Debiendo dejarse claro, que en la materia no existe una desigualdad procesal en la valoración probatoria, en razón a que en la aplicación del principio de inversión de la prueba, establecido constitucionalmente, existe una presunción favorable para el trabajador ante ausencia de prueba fehaciente que desacredite la pretensión de la demanda laboral; al constituir una obligación para el empleador la carga de probanza, como precedentemente se desarrolló, de conformidad a los principios que rigen la materia y conforme refiere la jurisprudencia constitucional en la SC 0049/2003 de 21 de mayo, al señalar -incluso antes de la nueva CPE, que protege aún más al trabajador- que: “las normas contenidas en los art. 3- h), 66 y 150 CPT no son contrarias al principio de igualdad que consagra el art. 6 CPE, sino que son el reflejo del carácter protector y de tutela que tiene el Derecho Laboral, que surgió ante la necesidad de proteger en forma especial a los trabajadores, situados en desventaja frente a los empleadores, aspecto que no es menos evidente en materia procesal, por cuanto en la realidad del país, en un gran número de relaciones laborales el contrato de trabajo se celebra en forma verbal, y los escasos documentos que podrían acreditar la existencia de esa relación, su duración, remuneración, desarrollo, conclusión y otros extremos, quedan en manos del empleador, sin que el trabajador pueda tener acceso a ellos, de lo que se infiere que, ante la inexistencia de una disposición que establezca la inversión de la prueba, los atropellos y el desconocimiento de los derechos laborales sería constante porque los interesados no tendrían posibilidad de acreditar sus reclamos para que se dé lugar a sus pretensiones en instancia judicial”, cuyo fundamento ha sido reiterado por las SSCC 0032/2011-R de 7 de febrero y 0718/2012 de 13 de agosto, entre otras.

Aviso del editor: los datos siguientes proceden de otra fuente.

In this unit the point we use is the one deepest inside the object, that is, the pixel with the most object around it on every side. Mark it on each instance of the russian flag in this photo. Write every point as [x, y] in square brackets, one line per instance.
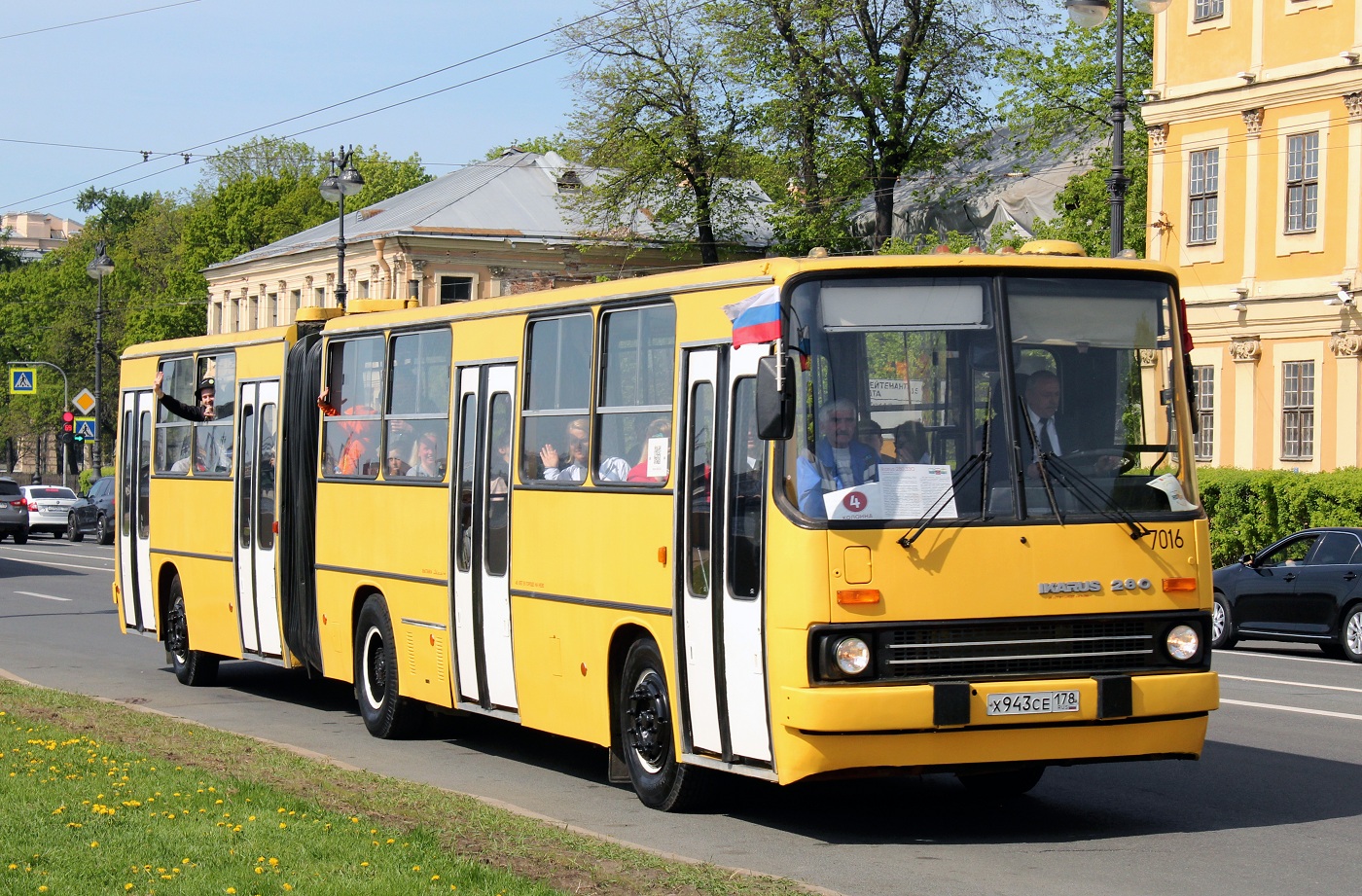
[756, 317]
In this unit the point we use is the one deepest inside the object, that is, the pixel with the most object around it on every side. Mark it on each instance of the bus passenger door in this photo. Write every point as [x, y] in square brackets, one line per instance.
[133, 524]
[481, 534]
[255, 535]
[722, 605]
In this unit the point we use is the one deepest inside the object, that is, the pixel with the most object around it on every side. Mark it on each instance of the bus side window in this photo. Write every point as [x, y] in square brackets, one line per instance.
[745, 474]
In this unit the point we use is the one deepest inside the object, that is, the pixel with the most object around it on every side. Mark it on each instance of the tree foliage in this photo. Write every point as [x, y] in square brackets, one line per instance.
[1059, 94]
[251, 197]
[663, 123]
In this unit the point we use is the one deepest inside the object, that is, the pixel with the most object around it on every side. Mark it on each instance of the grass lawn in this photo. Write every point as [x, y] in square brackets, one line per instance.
[101, 798]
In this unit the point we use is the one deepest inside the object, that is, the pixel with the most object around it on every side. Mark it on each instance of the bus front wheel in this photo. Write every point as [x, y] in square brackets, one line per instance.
[646, 726]
[384, 712]
[193, 667]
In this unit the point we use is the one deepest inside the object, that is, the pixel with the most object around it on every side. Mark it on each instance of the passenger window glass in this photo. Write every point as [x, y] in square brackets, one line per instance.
[700, 457]
[745, 463]
[418, 406]
[265, 507]
[499, 494]
[351, 401]
[635, 409]
[557, 401]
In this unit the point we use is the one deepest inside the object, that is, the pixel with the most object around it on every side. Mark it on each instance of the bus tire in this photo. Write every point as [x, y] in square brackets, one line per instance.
[384, 712]
[1004, 784]
[193, 667]
[649, 738]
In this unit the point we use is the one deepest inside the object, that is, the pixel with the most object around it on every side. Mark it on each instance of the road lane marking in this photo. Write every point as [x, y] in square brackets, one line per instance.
[45, 596]
[1293, 684]
[1272, 705]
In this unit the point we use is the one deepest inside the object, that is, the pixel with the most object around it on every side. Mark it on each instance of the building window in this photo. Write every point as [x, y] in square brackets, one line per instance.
[1303, 181]
[1202, 193]
[1208, 10]
[1298, 411]
[1202, 380]
[455, 289]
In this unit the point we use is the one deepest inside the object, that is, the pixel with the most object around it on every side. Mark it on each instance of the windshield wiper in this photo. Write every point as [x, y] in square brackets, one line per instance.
[1085, 489]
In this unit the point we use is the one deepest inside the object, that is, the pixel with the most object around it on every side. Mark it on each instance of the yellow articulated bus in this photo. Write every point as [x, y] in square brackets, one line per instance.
[783, 518]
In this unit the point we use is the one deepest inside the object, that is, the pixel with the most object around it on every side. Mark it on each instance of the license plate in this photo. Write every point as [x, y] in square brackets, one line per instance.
[1032, 701]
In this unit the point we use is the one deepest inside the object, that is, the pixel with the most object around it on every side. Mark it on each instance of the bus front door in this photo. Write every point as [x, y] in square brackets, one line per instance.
[255, 515]
[721, 599]
[139, 610]
[481, 535]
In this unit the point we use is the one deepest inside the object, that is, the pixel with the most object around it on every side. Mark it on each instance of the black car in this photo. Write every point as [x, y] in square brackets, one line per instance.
[92, 514]
[1307, 589]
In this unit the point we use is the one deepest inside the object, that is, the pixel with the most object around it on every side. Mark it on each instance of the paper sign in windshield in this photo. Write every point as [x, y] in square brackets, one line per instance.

Respecto al D.S. Nº 1592 de 19 abril de 1949, señalado por la empresa recurrente de erróneamente aplicado, refiriéndose conforme al contenido de la infracción que acusa, a su art. 11, que establece en su segundo párrafo: “El sueldo o salario indemnizable no comprenderá los aguinaldos y primas anuales establecidos por Ley, ni los bagajes, viáticos y otros gastos directamente motivados por la ejecución del trabajo; debe tenerse en cuenta, que esta normativa no fue utilizada en la fundamentación de la emisión del Auto de Vista, en razón a que, no se determinó una inclusión de los viáticos al sueldo promedio, sino se determinó el pago de los viáticos adeudados al trabajador demandante; por lo cual, no pudo el Tribunal de alzada, aplicar erróneamente una normativa que no forma parte de la fundamentación legal del Auto de Vista.

En cuanto a la errónea interpretación del art. 135 del CPT, que dispone: “La excepción de pago deberá ir acompañada de la liquidación y el recibo debidamente suscrito por el demandante. La de cosa juzgada, del testimonio correspondiente, tampoco puede alegarse una errónea interpretación de dicha norma, al ser un precepto que establece que la prueba se debe acompañar con la oposición de la excepción de pago y/o de cosa juzgada, en autos no se opuso ninguna excepción, por lo cual no corresponde la aplicación procedimental de la norma aludida, resultando infundada una infracción sobre norma procesal, no requerida en el presente proceso.

En mérito a lo expuesto y encontrándose infundados los motivos traídos en casación por la parte demandada, corresponde dar aplicación al art. 220-II del CPC-2013, aplicable en la materia por expresa determinación del art. 252 del CPT.

POR TANTO: La Sala Contenciosa, Contenciosa Administrativa, Social y Administrativa Primera del Tribunal Supremo de Justicia, con la atribución contenida en los arts. 184-1 de la Constitución Política del Estado y 42-I-1 de la Ley del Órgano Judicial, declara INFUNDADO el recurso de casación interpuesto por la empresa “Bosques Tropicales Bolivia” S.A., representada por Pablo Pereira Herrera, de fs. 136 a 137; en consecuencia se mantiene firme y subsistente el Auto de Vista Nº 043/2017 de 22 de febrero. Con costas.

Se regula el honorario profesional del abogado en Bs1.000.- (mil 00/100 bolivianos), que manda a pagar el Juez de primera instancia.